A trip to Africa can be the experience of a lifetime. Whether you're exploring the architecture and giant bazaars of Morocco, the pyramids in Egypt, or going on a safari in Sub-Sahara Africa, you are bound to have an unforgettable journey. Before you set out on your adventure, however, you should pay careful attention to which vaccinations are required. Some are mandatory and others are highly advisable, but the below breakdown tells you everything you need to know, when it comes to vaccinations for travel in Africa:
Most adults try to keep up to date on their standard vaccinations, including things like measles, chicken pox and influenza. While there are no laws (either in Africa or abroad) that require you to be up to date on these shots, it is a great idea to have them done before you travel. These diseases which are not considered relevant or life threatening in a Westernised country can become more dangerous when you travel to Africa.
Required Vaccinations for Travel in Africa
There is only one vaccination which is mandatory at selected border crossings in Africa, and that is a Yellow Fever vaccination. You can either get this injection vaccine before you go, or when at the border. However, if you wait until you get to the border, be prepared to pay over double what you would've paid at home. Other than Yellow Fever, there are no vaccinations you HAVE to take. Even malaria tablets are optional, however highly recommended.
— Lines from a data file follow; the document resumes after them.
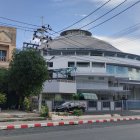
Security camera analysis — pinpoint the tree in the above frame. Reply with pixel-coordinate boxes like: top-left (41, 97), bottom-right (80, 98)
top-left (9, 50), bottom-right (48, 109)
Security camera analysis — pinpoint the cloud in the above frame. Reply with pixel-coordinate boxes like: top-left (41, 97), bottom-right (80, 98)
top-left (74, 14), bottom-right (87, 17)
top-left (53, 0), bottom-right (63, 2)
top-left (96, 36), bottom-right (140, 55)
top-left (88, 0), bottom-right (134, 7)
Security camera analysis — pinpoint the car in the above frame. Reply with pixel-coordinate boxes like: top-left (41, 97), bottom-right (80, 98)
top-left (55, 102), bottom-right (86, 112)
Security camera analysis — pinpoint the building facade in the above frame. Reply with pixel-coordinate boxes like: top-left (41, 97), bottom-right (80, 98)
top-left (43, 29), bottom-right (140, 100)
top-left (0, 26), bottom-right (16, 68)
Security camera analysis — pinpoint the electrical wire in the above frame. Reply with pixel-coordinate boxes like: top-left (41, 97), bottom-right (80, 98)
top-left (0, 17), bottom-right (40, 27)
top-left (53, 0), bottom-right (111, 33)
top-left (88, 0), bottom-right (140, 30)
top-left (79, 0), bottom-right (127, 29)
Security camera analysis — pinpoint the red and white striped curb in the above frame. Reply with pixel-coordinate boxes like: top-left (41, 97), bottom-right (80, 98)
top-left (0, 117), bottom-right (140, 130)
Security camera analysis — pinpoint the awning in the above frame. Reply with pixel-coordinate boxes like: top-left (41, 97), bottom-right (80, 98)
top-left (81, 93), bottom-right (98, 100)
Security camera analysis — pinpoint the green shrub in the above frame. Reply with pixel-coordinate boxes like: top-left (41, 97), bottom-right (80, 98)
top-left (23, 97), bottom-right (31, 111)
top-left (73, 109), bottom-right (83, 116)
top-left (40, 105), bottom-right (49, 117)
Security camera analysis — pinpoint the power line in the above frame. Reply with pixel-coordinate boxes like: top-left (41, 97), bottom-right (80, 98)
top-left (80, 0), bottom-right (127, 29)
top-left (0, 22), bottom-right (34, 32)
top-left (0, 22), bottom-right (34, 30)
top-left (88, 0), bottom-right (140, 30)
top-left (53, 0), bottom-right (111, 33)
top-left (0, 17), bottom-right (39, 27)
top-left (111, 23), bottom-right (140, 37)
top-left (50, 30), bottom-right (89, 47)
top-left (52, 0), bottom-right (127, 37)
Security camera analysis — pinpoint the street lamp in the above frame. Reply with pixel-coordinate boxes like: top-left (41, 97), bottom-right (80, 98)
top-left (33, 25), bottom-right (54, 112)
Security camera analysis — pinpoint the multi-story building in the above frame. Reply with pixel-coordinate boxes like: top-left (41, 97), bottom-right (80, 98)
top-left (43, 29), bottom-right (140, 100)
top-left (0, 26), bottom-right (16, 68)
The most common optional, but important, vaccinations needed when travelling in Africa include immunisation against Hepatitis A, Hepatitis B, Typhoid and Tetnis. The Center for Disease Control also has an additional list which contains recommended or required vaccines for specific countries. Be sure to check this list and comply with the requirements well before visiting your intended African destination.
Is a Yellow Fever shot painful?
No. Yellow Fever shots are not painful. I heard horror stories about how the injection needed to be administered through the spine and was bone chillingly painful. I can safely tell you that this is absolute rubbish. I recently had the Yellow Fever and Typhoid injections in one arm, and the Hepatitis and Tetnis injections in the other. There was a tiny prick of the needle and it was all over. The next day however there was a small bump where the needle went in, but this is completely normal and the lump eventually goes away, as does the slightly bruised feeling.
Plan in Advance
It is important not to leave your required vaccinations until the last minute. Many shots can be quickly administered, but take a week or longer to work effectively against a disease. Whenever possible, speak with your physician a few months in advance, and make an appointment to receive vaccinations 4-6 weeks prior to departing. Remember that if you require a series of shots, as is required for vaccines like those protecting against Hepatitis, you might need to have several shots, each a few days or weeks apart.
Don't assume that since you have had vaccinations that you can forget about it during your vacation. Bring along medical documentation of the various diseases you are protected against, in case any government authorities or border patrols need to see it before allowing you entry. In particular, you will certainly need documentation of yellow fever vaccinations if you enter most Sub-Saharan countries, including South Africa.
While not technically a vaccine, it is wise to consider which preventative measures you can take against Malaria when visiting Africa. Understand what precautions you can take while there to avoid the disease, and take anti-malarial tablets before you depart, during your trip and possibly even after your return. Watch this YouTube video for more guidelines for how to survive in African Wilderness and what vaccinations you will need to travel to Africa:
By following these guidelines, you will be ready for your safari in Africa! Remember that many vaccinations for travel in Africa are required, so be sure to plan for them during your vacation preparations.